Tech coach Jamie Russell said there’s no secret for his team other than effort. It had to come out in the third period last Saturday, when the Huskies were down 4-2 to a team that had soundly beaten them 5-0 the night before.

“I really felt like we hung our head and felt sorry for ourselves that things weren’t going our way,” Russell said of Friday’s game. “So we said, ‘Hey, if you don’t have a good shift, right away you’ve got to refocus and your next shift out there has to be the best it can possibly be.’ I think we showed a lot of character in coming back from adversity and bouncing back and trying to gain momentum.”

The Huskies will take that momentum on the road to St. Cloud State this weekend and North Dakota on the final weekend of regular-season play.

In Other Words

• League players of the week were Colorado College’s Sterling on offense, North Dakota’s Jordan Parise on defense and Minnesota’s Phil Kessel and Minnesota State’s Mike Zacharias as the top rookies.

• Minnesota has swept series against North Dakota, Colorado College, Wisconsin and Denver for the first time since the 1990-91 season.

• With 113 career assists, Colorado College’s Sertich is tied for 10th on the Tigers’ all-time list.

• After its sweep by Minnesota last weekend, Denver fell to 5-7-1 against ranked teams this season.

• Michigan Tech’s Rob Nolan made a career-high 59 saves in the Huskies 5-0 loss to Wisconsin last Friday.

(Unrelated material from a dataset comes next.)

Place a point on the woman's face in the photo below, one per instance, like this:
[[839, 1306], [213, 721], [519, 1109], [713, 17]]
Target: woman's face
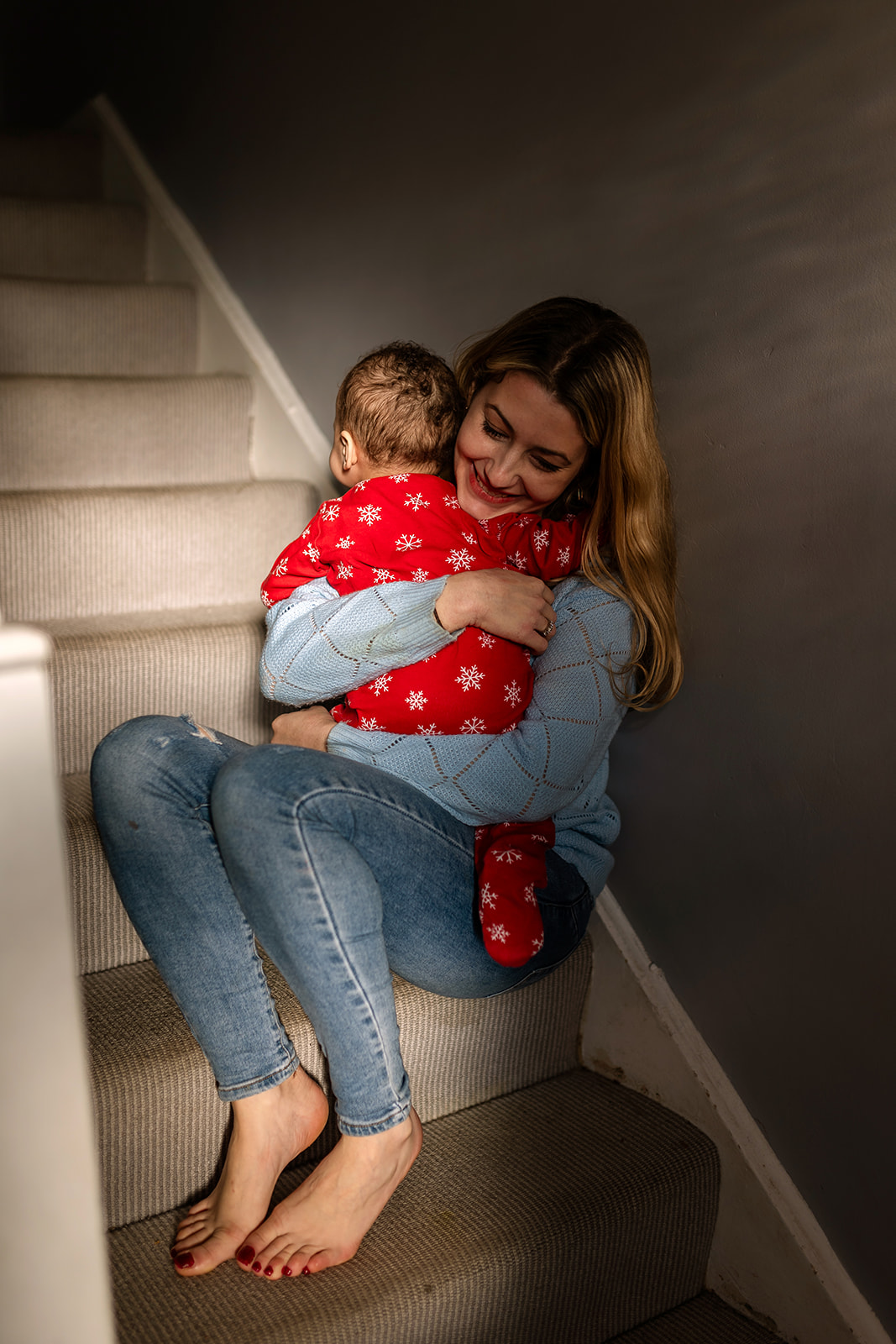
[[517, 449]]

Wisconsin’s Jack Skille had 11 shots on goal for the game and added eight more in the series finale.

• Alaska-Anchorage faces a fourth straight ranked opponent this weekend when Minnesota comes to town. The Seawolves are 3-16 this season against ranked teams.

• Wisconsin has scored four or more goals in 15 games this season, setting a high for the four-year Mike Eaves era.

• Hakstol became just the third North Dakota coach to open his time at UND with two straight 20-win seasons, joining Bob May and Gino Gasparini.

• Minnesota State goaltender Dan Tormey made a career-high 46 saves in the Mavericks’ 3-2 overtime victory over St. Cloud State last Saturday.

• Minnesota’s Potulny and Chris Harrington each earned his 100th career point last Saturday.

• Wisconsin has sold out a sixth game this season — the regular-season finale against St. Cloud State next Saturday — to set a program record for its time at the Kohl Center.

• Trivia answer: North Dakota has played in one WCHA overtime game this season, losing to St. Cloud State on Jan. 28.

Final Word

Congratulations to the Michigan Tech Pep Band for being named the official band of the WCHA Final Five. They’ll be in St. Paul to play during the games, covering for the teams that don’t bring bands. We’re reminded each time we go to Houghton how much energy that band pumps into the MacInnes Student Ice Arena.